Hi everyone!!!
With the exception of missing my lovely bride, I am doing very well. Although everything is upside down here, and even though French Dressing is white but tastes the same, I've been able to navigate myself through Swiss life just fine for the first week. I keep myself on the go, so as not to spend much time thinking about the people I miss. My German is serving me well, and I'm able to communicate the basics with the locals, although they have to 'switch' themselves to German, as it is rather seperate from their native 'Swiss German'. My senses have been overloaded. Every one. My ears hear the Swiss tongue backed by a chorus of cowbelles, my tongue experiments with the chocolates, breads, cheeses of the Swiss, not to mention the local beers and the carbonated water.
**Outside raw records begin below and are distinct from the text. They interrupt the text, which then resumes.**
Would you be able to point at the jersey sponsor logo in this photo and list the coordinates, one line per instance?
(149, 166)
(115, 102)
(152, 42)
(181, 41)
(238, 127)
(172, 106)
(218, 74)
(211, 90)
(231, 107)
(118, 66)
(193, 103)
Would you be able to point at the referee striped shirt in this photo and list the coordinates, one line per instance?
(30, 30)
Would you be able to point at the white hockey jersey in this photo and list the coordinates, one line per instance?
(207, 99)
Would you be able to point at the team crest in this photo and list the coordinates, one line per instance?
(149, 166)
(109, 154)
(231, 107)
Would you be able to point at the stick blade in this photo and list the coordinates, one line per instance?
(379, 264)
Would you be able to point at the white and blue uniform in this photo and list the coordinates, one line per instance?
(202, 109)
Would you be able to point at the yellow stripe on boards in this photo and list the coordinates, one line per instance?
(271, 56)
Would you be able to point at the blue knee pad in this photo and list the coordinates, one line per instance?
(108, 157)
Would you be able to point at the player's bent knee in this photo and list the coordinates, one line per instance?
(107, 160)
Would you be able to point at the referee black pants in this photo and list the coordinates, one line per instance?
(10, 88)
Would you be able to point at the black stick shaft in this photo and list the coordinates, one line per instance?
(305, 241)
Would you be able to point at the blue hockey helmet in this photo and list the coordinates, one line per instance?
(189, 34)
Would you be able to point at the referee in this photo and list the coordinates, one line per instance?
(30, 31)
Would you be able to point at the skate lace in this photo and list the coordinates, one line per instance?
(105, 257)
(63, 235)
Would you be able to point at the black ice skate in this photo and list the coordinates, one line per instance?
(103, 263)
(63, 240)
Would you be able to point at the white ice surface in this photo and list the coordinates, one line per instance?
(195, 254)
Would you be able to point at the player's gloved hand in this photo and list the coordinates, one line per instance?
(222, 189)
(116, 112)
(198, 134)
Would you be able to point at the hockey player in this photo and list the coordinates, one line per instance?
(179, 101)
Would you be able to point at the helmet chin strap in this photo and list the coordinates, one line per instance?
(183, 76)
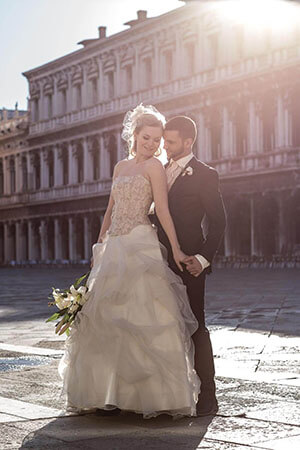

My sense of touch has been violated by the large flies that take bites out of me in the night, as I live next to a farm in Worben currently. But all I have to do to see some neat stuff is look right outside my window:
Friday was Swiss National Day. August 1st. Its pretty much like our 4th of July and seems to be celebrated the same way. Fireworks and grill outs. I think I'll be making a seperate entry for the festivities and right now just write about Avenches and Murten. Being as it was the celebration of the beginning of Switzerland, I thought I'd check out a little relevent history. Avenches (pronounced Avanch I think) was the Roman capital of Helvetica yadda yadda, google it. It was much larger than it is now. The main part of the town is not featured, as I came to see the Roman ruins that lie in the farmlands behind the town, and neglected to photo any of the city newer than 1000 years old. It was about a 40 minute drive and they speak French here. Here is a street view, and if you look carefully in the backround you can see the Roman wall and Gate. But don't strain your eyes, I have a zoomed in photo below:
The next three photos are of the Coliseum, which according to the tourist signs had a third of the capacity of the one in Rome when it was at its largest. There are stories of seats missing. And most of the seats are reworked as there apparently is an opera that performs here:
Here I took some video of me walking around in this old Roman stuff. Sorry for the lack of clarity, I had to dumb down the video enough so that I could upload it. I'm sure you'll find the dirty cow footage with no problem....
1 comment:
Sounds like you are keeping busy - by the time we visit, you'll be quite the Swiss tourguide/historian. Bern looks pretty cool - the aerial view reminds me of a 1000 piece jigsaw puzzle. Keep the posts coming - glad you found some internet!